June's recommendation: Anansi Boys, by Neil Gaiman.



In the fall of 2006, I presented a paper at the American Folklore Society's annual meeting, about the fairy-tale structure of Gaiman's novel Stardust. The woman in charge of my panel appeared to be the only person in the room who knew much, if anything, about Gaiman -- we didn't have a lot of people there, it being an 8:30 panel on a Saturday morning -- and so, during the question-and-answer session at the end that turned out to have no questions, she started evangelizing about how they should all be reading Gaiman, and you could do an entire panel of papers about what he does with folklore.

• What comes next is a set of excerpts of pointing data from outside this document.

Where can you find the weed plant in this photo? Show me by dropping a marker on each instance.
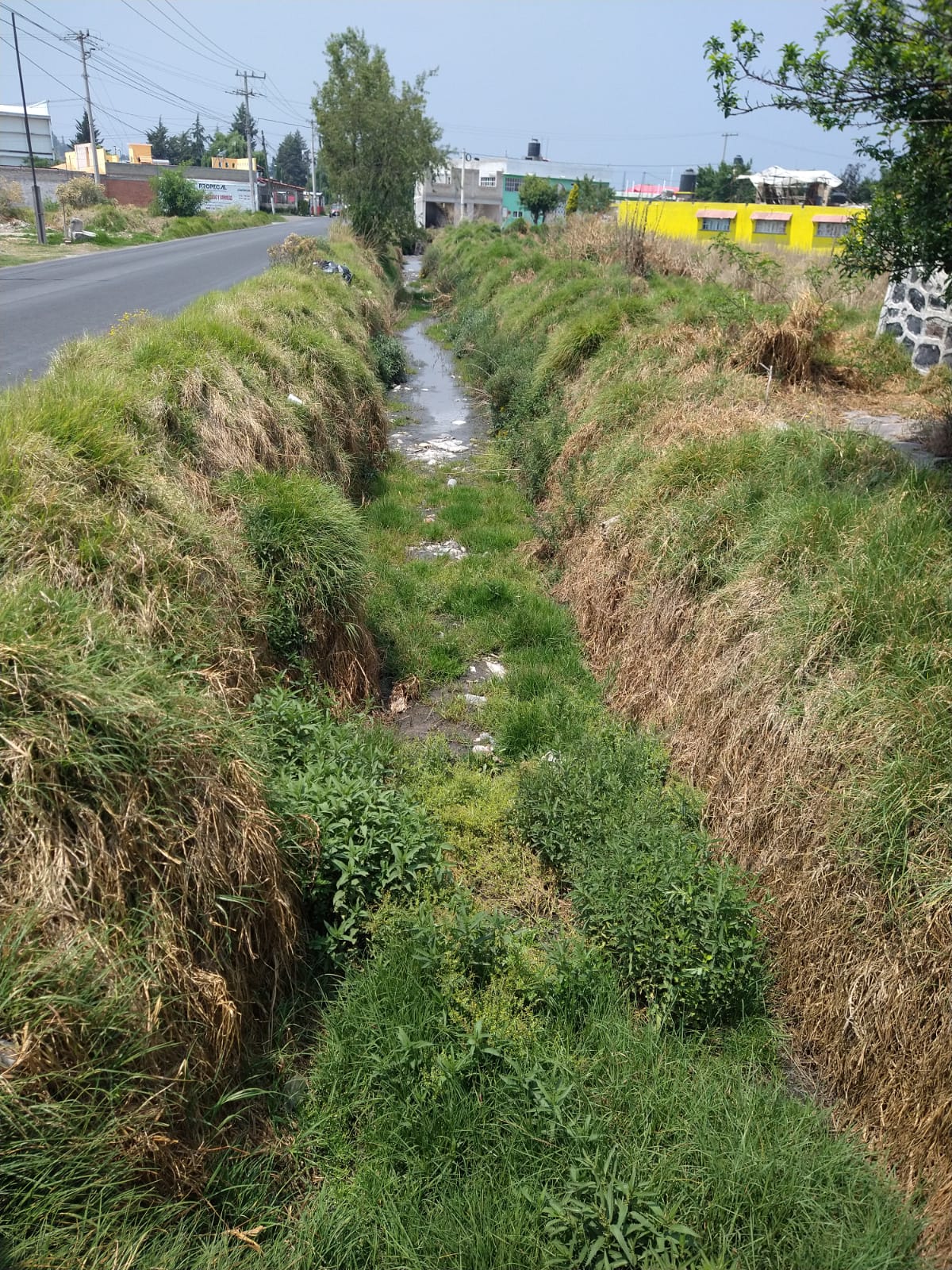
(763, 583)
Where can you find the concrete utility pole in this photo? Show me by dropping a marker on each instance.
(314, 171)
(248, 94)
(724, 152)
(83, 36)
(37, 200)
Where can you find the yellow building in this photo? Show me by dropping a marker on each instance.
(80, 159)
(235, 164)
(803, 229)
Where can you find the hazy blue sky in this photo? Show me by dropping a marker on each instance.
(605, 82)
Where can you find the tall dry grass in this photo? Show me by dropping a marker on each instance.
(137, 620)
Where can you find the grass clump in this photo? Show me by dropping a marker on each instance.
(644, 883)
(306, 540)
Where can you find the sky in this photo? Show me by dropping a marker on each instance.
(619, 83)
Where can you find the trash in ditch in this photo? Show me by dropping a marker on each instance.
(332, 267)
(450, 549)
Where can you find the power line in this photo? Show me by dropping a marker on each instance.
(217, 48)
(167, 33)
(48, 14)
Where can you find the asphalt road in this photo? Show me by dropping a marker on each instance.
(44, 305)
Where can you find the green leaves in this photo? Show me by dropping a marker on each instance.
(376, 143)
(352, 838)
(898, 76)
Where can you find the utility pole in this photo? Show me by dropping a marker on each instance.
(249, 93)
(724, 152)
(37, 200)
(82, 37)
(314, 171)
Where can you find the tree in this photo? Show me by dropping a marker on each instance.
(896, 76)
(225, 145)
(244, 125)
(179, 149)
(721, 184)
(196, 141)
(539, 197)
(376, 143)
(594, 196)
(175, 194)
(854, 184)
(292, 160)
(159, 140)
(83, 133)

It's true, though it would be interesting to see which of those papers came to praise him, and which not. I'm not good enough with post-colonial theory or what have you to have an informed opinion about his habit of tinkering around with Japanese kitsune folklore (The Dream Hunters) or Afro-Caribbean stories of Anansi (this book). An informed opinion might find some problems in the way he handles such things. My opinion, unformed as it is, finds them wonderful, but I'm also a cultural dilettante who likes to know a bit about a lot of places, rather than a lot about a few places.

And Anansi Boys appeals to me not just because it makes use of myths that haven't already been strip-mined in fantasy, but because it's about stories and songs (which aren't necessarily distinct from one another). That's a theme I can get behind. Plus I've always been a fan of Gaiman's style: witty in that dry British way, with a collision of normalcy and the fantastic that makes the latter all the more fantastical, without ever letting it fly too far away from a good, solid, realistic foundation. Several of the blurbs on my copy refer to the book as being "scary" in places, which I entirely disagree with. Creepy, yes, but not frightening. Unless you find myths frightening, which in some ways I suppose you should.

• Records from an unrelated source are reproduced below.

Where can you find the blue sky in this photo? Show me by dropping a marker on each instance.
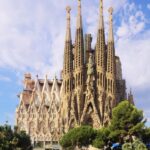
(32, 40)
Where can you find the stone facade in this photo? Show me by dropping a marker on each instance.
(90, 87)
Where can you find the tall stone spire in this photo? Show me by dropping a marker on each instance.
(79, 17)
(100, 45)
(101, 19)
(68, 56)
(110, 35)
(68, 30)
(100, 61)
(111, 48)
(79, 74)
(79, 42)
(110, 72)
(67, 70)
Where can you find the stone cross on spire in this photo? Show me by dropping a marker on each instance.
(101, 20)
(79, 17)
(68, 30)
(110, 36)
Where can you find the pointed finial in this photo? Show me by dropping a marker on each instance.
(79, 3)
(79, 17)
(110, 10)
(111, 36)
(37, 76)
(101, 7)
(68, 31)
(46, 76)
(68, 9)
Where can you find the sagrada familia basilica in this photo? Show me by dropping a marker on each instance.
(90, 86)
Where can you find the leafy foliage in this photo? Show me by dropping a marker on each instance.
(10, 140)
(136, 145)
(127, 121)
(80, 136)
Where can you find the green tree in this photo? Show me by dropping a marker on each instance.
(11, 139)
(80, 136)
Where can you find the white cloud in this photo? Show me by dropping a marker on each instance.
(5, 78)
(32, 36)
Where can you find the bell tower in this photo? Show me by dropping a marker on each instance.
(110, 101)
(79, 65)
(100, 61)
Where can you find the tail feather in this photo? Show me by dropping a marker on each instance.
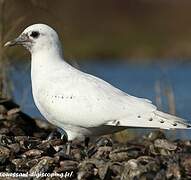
(174, 119)
(156, 119)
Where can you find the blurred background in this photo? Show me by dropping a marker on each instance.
(141, 46)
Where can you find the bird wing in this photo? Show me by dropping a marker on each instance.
(146, 115)
(96, 102)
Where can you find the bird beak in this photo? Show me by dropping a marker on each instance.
(18, 41)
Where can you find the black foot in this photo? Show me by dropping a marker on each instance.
(86, 141)
(58, 134)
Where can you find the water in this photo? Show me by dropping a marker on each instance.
(135, 79)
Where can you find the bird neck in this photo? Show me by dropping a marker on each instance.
(46, 62)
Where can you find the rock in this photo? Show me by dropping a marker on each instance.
(165, 144)
(32, 153)
(155, 135)
(4, 154)
(87, 170)
(13, 111)
(15, 147)
(47, 147)
(44, 165)
(173, 171)
(186, 164)
(103, 152)
(123, 154)
(20, 165)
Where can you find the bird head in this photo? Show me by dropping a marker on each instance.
(37, 37)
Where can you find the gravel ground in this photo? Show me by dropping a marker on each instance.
(24, 148)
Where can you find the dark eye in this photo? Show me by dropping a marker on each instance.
(35, 34)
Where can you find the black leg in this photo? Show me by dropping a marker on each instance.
(68, 147)
(86, 141)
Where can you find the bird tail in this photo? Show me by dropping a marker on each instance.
(155, 119)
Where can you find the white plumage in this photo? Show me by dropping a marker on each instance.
(82, 104)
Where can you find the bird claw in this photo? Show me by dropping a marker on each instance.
(59, 134)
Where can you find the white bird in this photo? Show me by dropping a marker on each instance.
(79, 103)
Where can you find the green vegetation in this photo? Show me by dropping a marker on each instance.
(139, 29)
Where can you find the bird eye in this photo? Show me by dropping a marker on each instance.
(35, 34)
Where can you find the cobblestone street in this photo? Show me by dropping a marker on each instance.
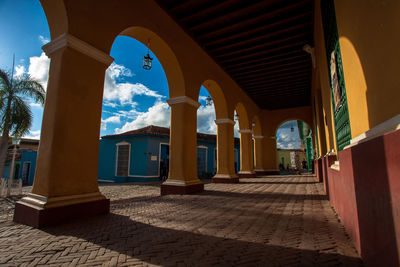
(271, 221)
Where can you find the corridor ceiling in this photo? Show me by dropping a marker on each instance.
(258, 43)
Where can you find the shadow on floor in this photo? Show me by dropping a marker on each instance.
(170, 247)
(243, 181)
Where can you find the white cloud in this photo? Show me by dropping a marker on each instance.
(202, 98)
(205, 120)
(286, 139)
(159, 115)
(39, 69)
(112, 119)
(43, 39)
(33, 135)
(19, 70)
(123, 92)
(33, 104)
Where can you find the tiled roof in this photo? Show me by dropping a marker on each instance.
(157, 130)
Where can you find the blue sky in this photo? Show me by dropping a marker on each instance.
(133, 97)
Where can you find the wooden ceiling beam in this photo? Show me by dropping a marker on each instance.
(306, 61)
(283, 76)
(267, 63)
(253, 8)
(265, 52)
(284, 70)
(270, 86)
(232, 38)
(252, 21)
(259, 38)
(261, 60)
(256, 48)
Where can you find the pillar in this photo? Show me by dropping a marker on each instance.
(271, 163)
(246, 154)
(182, 176)
(225, 152)
(65, 184)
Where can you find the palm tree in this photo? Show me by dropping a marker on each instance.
(15, 113)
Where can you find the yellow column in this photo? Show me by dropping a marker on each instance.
(65, 184)
(271, 155)
(182, 177)
(225, 152)
(246, 154)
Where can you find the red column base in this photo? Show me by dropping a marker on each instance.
(43, 217)
(267, 173)
(247, 175)
(217, 180)
(168, 189)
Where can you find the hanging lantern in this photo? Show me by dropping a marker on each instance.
(236, 117)
(208, 101)
(147, 59)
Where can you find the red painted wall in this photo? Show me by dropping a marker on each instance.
(366, 195)
(318, 170)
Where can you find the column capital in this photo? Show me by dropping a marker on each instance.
(68, 40)
(246, 131)
(224, 121)
(183, 99)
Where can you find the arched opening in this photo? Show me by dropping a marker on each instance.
(294, 147)
(213, 106)
(135, 113)
(245, 127)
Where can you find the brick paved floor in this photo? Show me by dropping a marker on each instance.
(271, 221)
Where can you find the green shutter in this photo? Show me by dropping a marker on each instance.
(316, 128)
(338, 89)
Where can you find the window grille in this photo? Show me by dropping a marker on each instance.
(123, 152)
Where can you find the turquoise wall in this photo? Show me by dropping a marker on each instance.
(28, 156)
(145, 158)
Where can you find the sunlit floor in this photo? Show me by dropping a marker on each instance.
(269, 221)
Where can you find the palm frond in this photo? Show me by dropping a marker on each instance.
(21, 117)
(5, 80)
(30, 87)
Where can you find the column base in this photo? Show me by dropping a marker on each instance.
(180, 187)
(225, 179)
(246, 174)
(38, 211)
(261, 172)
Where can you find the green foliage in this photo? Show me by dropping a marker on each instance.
(15, 113)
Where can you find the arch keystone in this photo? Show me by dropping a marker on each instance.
(68, 40)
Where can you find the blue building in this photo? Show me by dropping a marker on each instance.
(24, 160)
(137, 156)
(143, 155)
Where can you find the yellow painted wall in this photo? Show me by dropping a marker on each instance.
(370, 41)
(285, 154)
(323, 77)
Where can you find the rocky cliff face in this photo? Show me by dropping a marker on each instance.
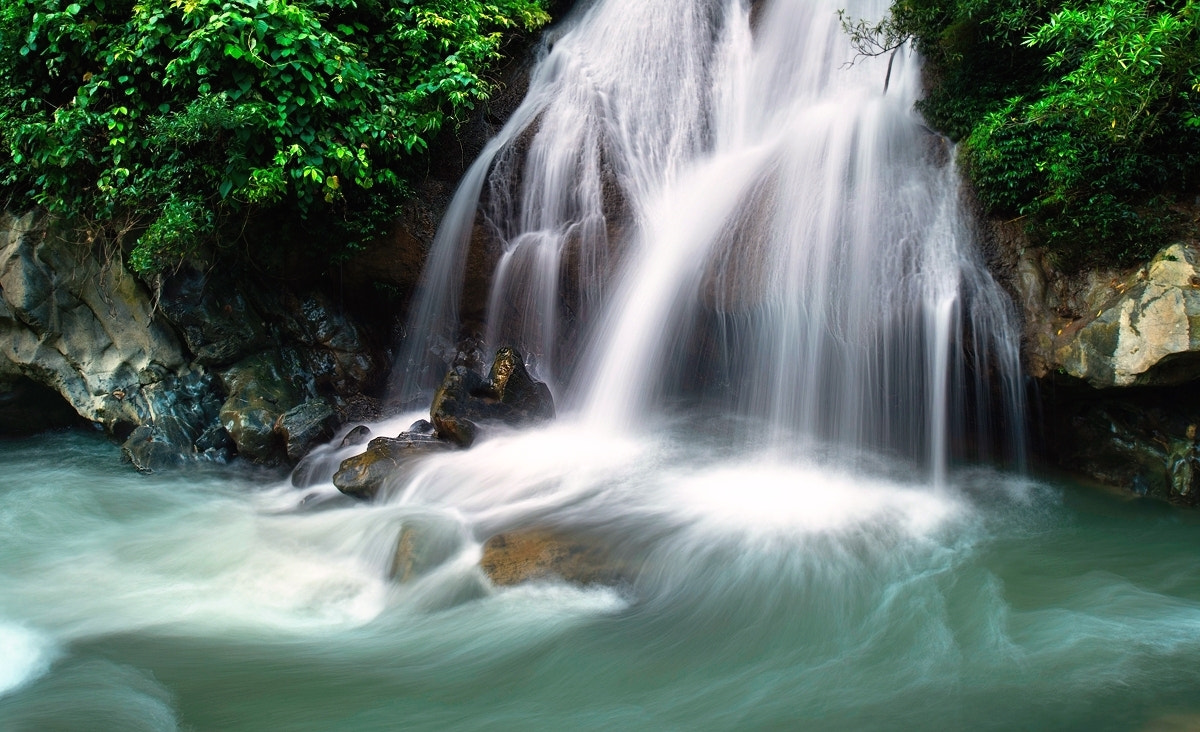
(1115, 357)
(209, 367)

The story centers on a fellow named Fat Charlie Nancy, who's not particularly fat and hasn't been for years, but his father nicknamed him that, and when his father nicknames something, it stays nicknamed. That's because, as you learn more or less immediately, Fat Charlie's father was Anansi, the African trickster spider god. Now Anansi's kicked the bucket -- well and truly dead -- and Charlie finds out that apparently he has a brother he never knew about, a fellow named Spider. On a whim, Charlie gets in touch with Spider, and of course it all goes downhill from there, because Spider's cooler, suaver, and handsomer than Charlie, and kind of controls reality to boot. There was a section of the book where I expected to end up detesting Spider, but the story went in directions that changed my mind, which I approve of.

One thing that interested me was, early on in the book, I found myself wondering whether certain characters were black or white. After a while, I noticed that Gaiman identified certain characters as white, and I came to the conclusion that, unless he said otherwise, I was supposed to assume a person was black. The fact that I had that temporary confusion, and that I ended up feeling a little bit odd about it, says quite a bit, without being preachy, about the default settings in our literature, fantasy and otherwise. Marked and unmarked categories, indeed.

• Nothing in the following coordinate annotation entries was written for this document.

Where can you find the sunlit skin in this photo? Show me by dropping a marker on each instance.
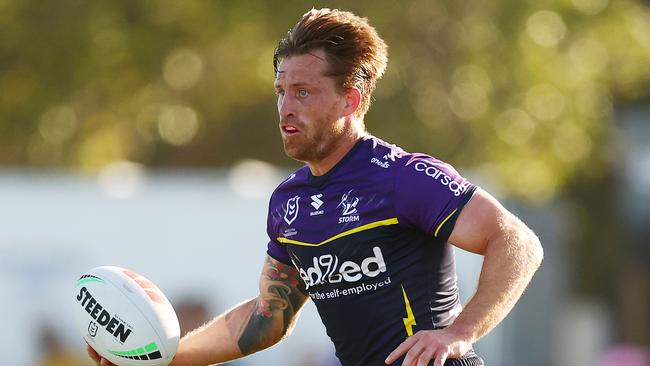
(317, 120)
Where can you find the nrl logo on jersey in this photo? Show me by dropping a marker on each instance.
(291, 211)
(316, 202)
(349, 204)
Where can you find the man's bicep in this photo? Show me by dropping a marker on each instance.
(272, 315)
(276, 273)
(481, 218)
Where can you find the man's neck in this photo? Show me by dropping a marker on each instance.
(346, 144)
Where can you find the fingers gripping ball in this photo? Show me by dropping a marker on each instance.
(125, 317)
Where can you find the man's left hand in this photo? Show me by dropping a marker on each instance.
(427, 345)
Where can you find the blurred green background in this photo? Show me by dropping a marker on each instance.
(529, 97)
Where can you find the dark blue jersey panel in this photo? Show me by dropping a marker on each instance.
(369, 241)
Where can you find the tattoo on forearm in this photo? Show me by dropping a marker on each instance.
(282, 294)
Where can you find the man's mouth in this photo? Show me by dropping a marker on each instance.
(289, 130)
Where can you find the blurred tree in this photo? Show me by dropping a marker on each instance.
(521, 91)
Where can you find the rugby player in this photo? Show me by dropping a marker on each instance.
(366, 229)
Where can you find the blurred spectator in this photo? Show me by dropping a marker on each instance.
(55, 353)
(626, 355)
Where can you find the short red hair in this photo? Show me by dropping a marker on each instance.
(355, 53)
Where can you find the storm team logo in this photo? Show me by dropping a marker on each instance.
(349, 203)
(291, 212)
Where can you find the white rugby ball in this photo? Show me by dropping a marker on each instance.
(125, 317)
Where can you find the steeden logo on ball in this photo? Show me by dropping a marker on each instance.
(125, 317)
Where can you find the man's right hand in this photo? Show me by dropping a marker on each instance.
(99, 360)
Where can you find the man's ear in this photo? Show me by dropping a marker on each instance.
(352, 100)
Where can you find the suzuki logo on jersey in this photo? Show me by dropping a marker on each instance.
(316, 202)
(326, 268)
(291, 211)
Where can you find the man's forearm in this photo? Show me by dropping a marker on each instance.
(510, 260)
(213, 342)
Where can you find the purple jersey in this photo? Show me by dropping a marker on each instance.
(369, 239)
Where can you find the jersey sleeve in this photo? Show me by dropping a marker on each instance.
(429, 195)
(274, 249)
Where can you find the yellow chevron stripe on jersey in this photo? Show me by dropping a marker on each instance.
(372, 225)
(443, 222)
(409, 321)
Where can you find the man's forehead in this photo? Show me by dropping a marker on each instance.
(312, 63)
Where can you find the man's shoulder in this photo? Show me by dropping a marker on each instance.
(295, 179)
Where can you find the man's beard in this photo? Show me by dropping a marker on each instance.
(311, 148)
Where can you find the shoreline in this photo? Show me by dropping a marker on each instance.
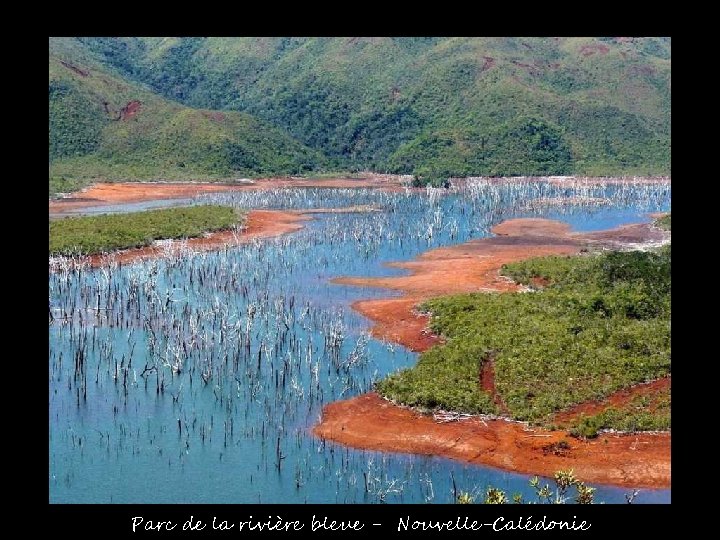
(369, 421)
(259, 224)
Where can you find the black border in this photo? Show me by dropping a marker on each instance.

The conclusion of the novel is a little diffuse, though I don't consider it bad (contrary to some friends' opinions of American Gods; I don't remember how that book ended, so I couldn't say). It's not a terrible kind of diffuse, just the result of having a cast that's more ensemble than you expect at first. Fat Charlie's the main character, certainly, but Spider and Rosie and Daisy and Grahame Coats and other people end up being fairly central, and protagonists in their own right. When the situation's like that, I suppose one should expect them to be active in the conclusion of various plots, rather than standing around while the main character does everything. Different from how things run in a lot of fantasy, but that doesn't make it bad.

On a semi-random closing note: apparently the audiobook of this novel is fabulous, being read by Lenny Henry, an English comedian of Jamaican descent who has precisely the kind of accent the story and characters need. Even if you're not usually an audiobook kind of person, you might want to consider, not reading this novel, but listening to it, for that added layer of flavor.